By combining these skills, we speak of a broadly strategic person, since, by actively knowing their environment, they are naturally present in other areas, which helps to increase their network of contacts and open up new career opportunities.

But what about the experience factor? Obviously a good attitude is not enough to perform specific tasks.

“There are people who are really good at one thing and only a little good at another. Then there are others who are in the middle, and they know some engineering, they know some marketing, they know some product development. They are often team leaders, people who build a product in many different types of organizations,” explains Irwin.

That is why these people must have the necessary skills and training to trigger their work experience, in this way the learning curve is accelerated and, at the same time, they expand their knowledge applied to reality.

A Glue Person in a technology organization

The good news is that the Glue people work in any niche but, speaking of the technology sector, there are specific circumstances going on.

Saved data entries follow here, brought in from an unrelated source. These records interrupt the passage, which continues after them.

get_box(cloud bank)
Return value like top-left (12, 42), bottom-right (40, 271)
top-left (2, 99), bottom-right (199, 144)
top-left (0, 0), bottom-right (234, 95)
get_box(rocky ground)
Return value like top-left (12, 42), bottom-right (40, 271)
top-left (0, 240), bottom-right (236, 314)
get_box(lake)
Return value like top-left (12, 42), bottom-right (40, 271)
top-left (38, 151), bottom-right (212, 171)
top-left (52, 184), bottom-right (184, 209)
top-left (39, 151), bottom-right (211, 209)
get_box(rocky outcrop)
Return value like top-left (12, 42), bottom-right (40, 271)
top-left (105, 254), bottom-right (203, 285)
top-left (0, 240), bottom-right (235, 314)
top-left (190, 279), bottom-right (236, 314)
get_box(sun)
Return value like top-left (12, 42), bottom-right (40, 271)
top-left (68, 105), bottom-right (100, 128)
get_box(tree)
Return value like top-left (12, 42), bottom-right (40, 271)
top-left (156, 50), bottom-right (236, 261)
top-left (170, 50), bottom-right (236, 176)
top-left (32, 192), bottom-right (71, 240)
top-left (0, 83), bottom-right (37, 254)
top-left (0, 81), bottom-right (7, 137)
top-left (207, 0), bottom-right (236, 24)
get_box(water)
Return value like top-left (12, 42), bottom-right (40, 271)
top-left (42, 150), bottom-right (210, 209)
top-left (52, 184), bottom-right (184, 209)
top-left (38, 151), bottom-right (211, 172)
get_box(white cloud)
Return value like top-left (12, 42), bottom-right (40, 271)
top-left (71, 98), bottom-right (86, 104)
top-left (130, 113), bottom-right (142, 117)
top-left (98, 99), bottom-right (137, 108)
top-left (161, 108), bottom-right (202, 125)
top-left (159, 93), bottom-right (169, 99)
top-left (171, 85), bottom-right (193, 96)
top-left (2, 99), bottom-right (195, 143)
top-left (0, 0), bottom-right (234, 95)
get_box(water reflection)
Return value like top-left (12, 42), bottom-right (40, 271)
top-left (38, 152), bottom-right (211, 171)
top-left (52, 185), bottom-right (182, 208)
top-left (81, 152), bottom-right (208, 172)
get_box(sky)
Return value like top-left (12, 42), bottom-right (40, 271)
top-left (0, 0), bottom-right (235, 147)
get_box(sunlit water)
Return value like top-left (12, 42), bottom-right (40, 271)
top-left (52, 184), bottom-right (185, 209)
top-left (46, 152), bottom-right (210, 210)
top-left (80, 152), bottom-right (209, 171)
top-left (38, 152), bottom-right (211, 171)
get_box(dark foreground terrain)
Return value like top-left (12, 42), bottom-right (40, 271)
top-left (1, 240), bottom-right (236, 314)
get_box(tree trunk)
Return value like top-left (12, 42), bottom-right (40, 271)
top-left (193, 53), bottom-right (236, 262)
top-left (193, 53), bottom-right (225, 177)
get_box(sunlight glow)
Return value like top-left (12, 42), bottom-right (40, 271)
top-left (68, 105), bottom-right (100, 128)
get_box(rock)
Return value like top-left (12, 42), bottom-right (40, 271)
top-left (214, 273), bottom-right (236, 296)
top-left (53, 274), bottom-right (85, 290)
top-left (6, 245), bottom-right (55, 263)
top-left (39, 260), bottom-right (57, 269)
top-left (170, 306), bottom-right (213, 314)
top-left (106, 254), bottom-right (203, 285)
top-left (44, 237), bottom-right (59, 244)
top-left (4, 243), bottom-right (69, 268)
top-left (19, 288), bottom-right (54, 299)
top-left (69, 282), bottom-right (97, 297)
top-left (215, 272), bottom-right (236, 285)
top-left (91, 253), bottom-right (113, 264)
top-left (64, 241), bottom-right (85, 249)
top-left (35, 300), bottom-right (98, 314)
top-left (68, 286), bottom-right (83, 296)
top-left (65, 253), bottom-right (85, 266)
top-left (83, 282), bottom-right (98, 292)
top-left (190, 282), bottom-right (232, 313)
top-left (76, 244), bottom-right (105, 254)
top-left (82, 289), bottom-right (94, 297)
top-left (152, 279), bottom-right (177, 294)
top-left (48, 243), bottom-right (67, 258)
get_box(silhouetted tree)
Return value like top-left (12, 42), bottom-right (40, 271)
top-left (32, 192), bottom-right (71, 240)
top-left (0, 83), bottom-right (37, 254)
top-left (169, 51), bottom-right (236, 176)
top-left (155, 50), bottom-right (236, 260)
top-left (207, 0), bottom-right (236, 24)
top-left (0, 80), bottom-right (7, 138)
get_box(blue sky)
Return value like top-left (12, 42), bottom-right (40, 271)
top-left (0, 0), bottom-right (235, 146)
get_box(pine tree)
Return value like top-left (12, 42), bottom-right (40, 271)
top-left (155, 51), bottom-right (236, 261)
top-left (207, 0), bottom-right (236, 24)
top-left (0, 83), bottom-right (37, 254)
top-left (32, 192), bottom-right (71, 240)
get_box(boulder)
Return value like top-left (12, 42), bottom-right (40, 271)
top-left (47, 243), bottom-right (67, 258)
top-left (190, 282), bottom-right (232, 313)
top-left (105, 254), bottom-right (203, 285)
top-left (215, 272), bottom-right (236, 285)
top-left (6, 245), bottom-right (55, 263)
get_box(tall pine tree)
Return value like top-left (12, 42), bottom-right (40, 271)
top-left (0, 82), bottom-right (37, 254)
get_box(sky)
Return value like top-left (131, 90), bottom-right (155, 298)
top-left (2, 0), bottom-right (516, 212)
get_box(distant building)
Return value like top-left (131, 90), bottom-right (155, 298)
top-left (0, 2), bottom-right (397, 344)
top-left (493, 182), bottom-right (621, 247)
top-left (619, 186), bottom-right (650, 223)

This type of people usually implement engineering in an amazing way, since technological organizations are usually linked to disruptive changes, implementation of new processes and teamwork for the construction of digital projects.

Of course, there is also a strong belief that people dedicated to technology are more comfortable working individually, in addition to preferring to avoid social contact to carry out work.

Glue People then propose a different work environment than the one technology organizations are used to, where teamwork is enjoyed instead of avoided.

These people have the challenge of promoting a new culture of collaboration in an environment where it is practically unknown, which have the objective of building positive long-term working relationships.

At Icalia we are aware of the value these people add to our team, that is why we are constantly looking for the best talent, capable of working together, with our clients' goals always in sight.